Saturday, May 8, 2010

Footstompin'/Wish I Could Shimmy Like My Sister Kate


via Zamboni

Is there a DVD collection of musical guests from the Dick Cavett show? There are some amazing performances to be had there.

I had heard this 1974 performance before (on the poorly put together but indispensable RarestOneBowie comp), but never seen it. The obviously exciting thing about this recording is that the opening guitar riff (which is pretty much completely unrelated to The Flares' original version of the song) ended up being used, almost identically, for "Fame" the following year. As the Baronette has frequently pointed out to me, Carlos Alomar is one of the best, most inventive rhythm guitarists of all time, despite the fact that no one ever really talks about him.

A few other things I'd like to mention:

This is by far the roughest I've ever heard Bowie's voice sound, and I've heard his voice sound a lot of different ways in different recordings dating from anywhere in the past forty-six years.

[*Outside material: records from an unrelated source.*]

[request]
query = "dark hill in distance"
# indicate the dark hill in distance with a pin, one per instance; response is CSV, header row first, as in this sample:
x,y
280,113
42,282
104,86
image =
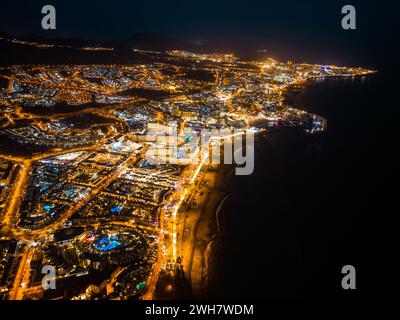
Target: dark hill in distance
x,y
25,49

It sounds amazing, and it's a very different kind of amazing than the usual Bowie amazing.

Check out Ava Cherry's wonderful dancing (and skirt! and jacket! and hair! and beauty!), first seen at about 1:39 and then visible again (first only as a shadow) starting at 2:38. (If you want to see her do more, like, say, sing, there's also the performance of "Young Americans" from the same episode.)

And finally, it's just a little minor accidental detail, but: I am absolutely in love with how the very first clap from the audience at the end is perfectly in rhythm with the foot stompin' that ends the song.

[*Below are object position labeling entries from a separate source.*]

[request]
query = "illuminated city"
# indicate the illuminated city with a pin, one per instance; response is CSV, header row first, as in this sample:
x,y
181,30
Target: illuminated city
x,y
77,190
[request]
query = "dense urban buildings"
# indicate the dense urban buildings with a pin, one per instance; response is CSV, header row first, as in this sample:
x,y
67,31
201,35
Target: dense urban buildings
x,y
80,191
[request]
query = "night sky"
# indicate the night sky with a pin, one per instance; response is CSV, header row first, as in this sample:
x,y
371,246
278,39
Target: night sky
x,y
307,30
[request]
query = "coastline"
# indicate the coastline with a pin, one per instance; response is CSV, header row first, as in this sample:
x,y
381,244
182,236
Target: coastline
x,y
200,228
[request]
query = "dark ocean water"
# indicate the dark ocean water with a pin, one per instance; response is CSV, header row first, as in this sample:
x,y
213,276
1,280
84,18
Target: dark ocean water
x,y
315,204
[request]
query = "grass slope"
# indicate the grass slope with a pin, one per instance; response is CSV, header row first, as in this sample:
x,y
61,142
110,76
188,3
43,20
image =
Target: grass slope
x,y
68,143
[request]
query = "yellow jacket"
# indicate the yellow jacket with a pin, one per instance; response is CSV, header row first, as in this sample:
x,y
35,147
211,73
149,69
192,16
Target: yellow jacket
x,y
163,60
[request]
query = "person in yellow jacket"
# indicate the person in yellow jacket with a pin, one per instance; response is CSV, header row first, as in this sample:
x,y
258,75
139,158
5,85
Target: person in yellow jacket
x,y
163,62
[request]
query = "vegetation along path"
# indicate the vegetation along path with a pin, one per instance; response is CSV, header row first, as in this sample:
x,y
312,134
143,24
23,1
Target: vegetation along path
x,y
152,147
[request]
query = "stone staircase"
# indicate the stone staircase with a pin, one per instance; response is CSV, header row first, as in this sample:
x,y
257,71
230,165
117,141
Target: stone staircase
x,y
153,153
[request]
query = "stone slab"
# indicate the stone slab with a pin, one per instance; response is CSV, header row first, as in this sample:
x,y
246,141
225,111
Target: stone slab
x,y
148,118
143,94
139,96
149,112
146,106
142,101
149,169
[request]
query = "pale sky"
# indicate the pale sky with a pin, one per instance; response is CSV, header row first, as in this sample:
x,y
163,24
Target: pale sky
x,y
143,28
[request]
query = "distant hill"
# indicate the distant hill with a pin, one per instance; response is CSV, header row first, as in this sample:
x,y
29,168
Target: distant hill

And now that I've discussed how damned enjoyable the music is, let's have some dull social analysis.

The whole Young Americans period (and the fantastic* album itself) is an interesting chapter in the white people stealing Black music story. Judging from interviews at the time** (or actually just after), Bowie was consciously, explicitly toying with the narrative; he seems to take a perverse joy in pointing out that just a few years prior this album could never have been considered "soul" and talking about how "dangerous" disco is--and yet how much he loves it--less than a year after "Fame" was his biggest hit. Young Americans, he says, is "the squashed remains of ethnic music as it survives in the age of Muzak*** rock, written and sung by a white limey." And it's true. And yet many seriously respectable "ethnic" musicians--Luther Vandross, for example--took part in its creation. And yet, again, it is fantastic music. The best possible reaction to this music, if we're being responsible, is ambivalence, but I am incapable of doing anything other than embracing it wholeheartedly.

With Young Americans, Bowie secured the complicity of Black and white alike on both the side of performer (Lennon and Vandross, remember; and Carlos Alomar was poached from the house band at The Apollo) and audience, all the while reminding everyone that what he was doing was in fact racist theft. I honestly can't decide if this is reprehensible or admirable. It's definitely impressive.

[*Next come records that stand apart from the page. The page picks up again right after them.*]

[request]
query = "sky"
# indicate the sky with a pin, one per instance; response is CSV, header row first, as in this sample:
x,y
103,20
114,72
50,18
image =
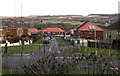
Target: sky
x,y
57,7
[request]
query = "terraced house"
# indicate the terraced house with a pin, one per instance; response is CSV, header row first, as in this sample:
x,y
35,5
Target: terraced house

That it all happened right around the same time as his notorious obsession with fascism and Nazi mysticism makes it all the more fascinating.

*Barring the inexplicably awful cover of "Across the Universe" in which John Lennon himself participated and which is nonetheless unlistenable.
**Though of course you can never rely too much on Bowie interviews; there's another more recent one where he says the primary thing his fans pay him to do is lie to them. Speaking as an embarrassingly huge fan, I can't say he's wrong.
***The mention of Muzak, incidentally, is interesting, coming as it does in this period just a few months before he begins working intensively with Brian Eno, who is, essentially, the inventor of ambient music. Ambient and Muzak are of course not the same thing, but there is a very strong relationship.

1 comment:

Richard said...

I guess I don't see this kind of thing as racist theft... people appropriate musical forms all the time. I'd read your other post on the topic of white people stealing music, and, though I agree with the points about the credit white musicians got, for innovation and whatnot, I was less sure about music itself. That is, it seems to me the musicians knew what the score was, and that influence and "thievery" went all around. (Didn't James Brown lift the riff from "Fame"?)

On the other hand, I've never liked this album, the completely awesome title track and the not quite as awesome "Fame" aside. (Also, somehow I didn't know about Bowie's Nazi fixation.... though I guess that imagery was pretty common among punks back in the 70s too.)